Agalon looked as if he may fall asleep and seemed to have no interest at all in his meal.
“Are you tired, master?” Xac asked and scooted closer to cuddle up to him.
“Do me a favor darlin and wash your mouth out with somethin’ stronger than wine. Lee, hand me my flask.”
Lee obeyed him, dug the flask out of Agalon’s discarded traveling bag and handed it to him, and he passed it straight to Xaxac, who swished the whiskey around in his mouth, though he wasn’t sure why Agalon wanted him to do that. Agalon took it from him and handed it back to Lee.
“I am tired,” he said, “I’ll be happy to get back on the road tomorrow.”
“I won!” Xac proclaimed as he climbed into his lap, “And Wyatt won too! We’re the best fighters!”
“I don’t know about all that,” Wyatt said, “You thought on your feet but… don’t get a big head. You ain’t… exactly good, Xac. You didn’t get a single hit in the first round. Your form’s real sloppy. You don’t know what you’re doin.”
“But I won!” Xac argued.
“Yeah but…” Wyatt sighed and considered his words carefully, “You got a natural advantage. It ain’t gonna carry you. You need to train.”
“I don’t reckon I’m gonna fight no more, am I?” Xac asked Agalon, “I just did that so Billy could get better? I’m a substitution, right? On account of I hurt him?”
“I don’t know, darlin,” Agalon wrapped an arm around him, “I’m tired. I’ll think on it.

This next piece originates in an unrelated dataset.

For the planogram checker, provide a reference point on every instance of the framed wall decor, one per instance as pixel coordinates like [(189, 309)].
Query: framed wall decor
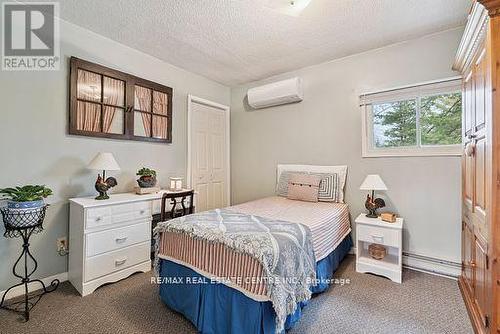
[(107, 103)]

I’ll be glad to get on the road tomorrow.”
“Are we goin to Sakala’s?” Xac asked, “You said if I won we’d get more yarn!”
“Did I?” Agalon asked, sighed, and continued, “That sounds like somethin I’d say. Yeah, we’ll stop in but please, darlin, don’t take all day. I’m wore out. I’ll… Lee can take you in the mornin while we’re loadin up the fighters.”
“Thank you, master!” Xac wrapped both arms around his neck and planted a big kiss on his cheek. “I wanna make solstice presents for everybody! Knittin takes a long time so you gotta start before the mask festival.”
“The mask festival,” Agalon sighed again, as if every sentence knocked the wind out of him, “Right. I gotta plan that… I’m so tired… Wonder if Lorry’s comin in for it? Probably not…” The water was up to their shoulders now and had stopped flowing, and Xaxac remembered how the heat of it had made him sleepy.
He was a little more relaxed now; Alex and Wyatt had burned off some of the energy his victory had given him, and he laid his head on Agalon’s chest to listen to the beat of his heart.
The water smelled so good and the heat wasn’t as unbearable now that it was cooler outside.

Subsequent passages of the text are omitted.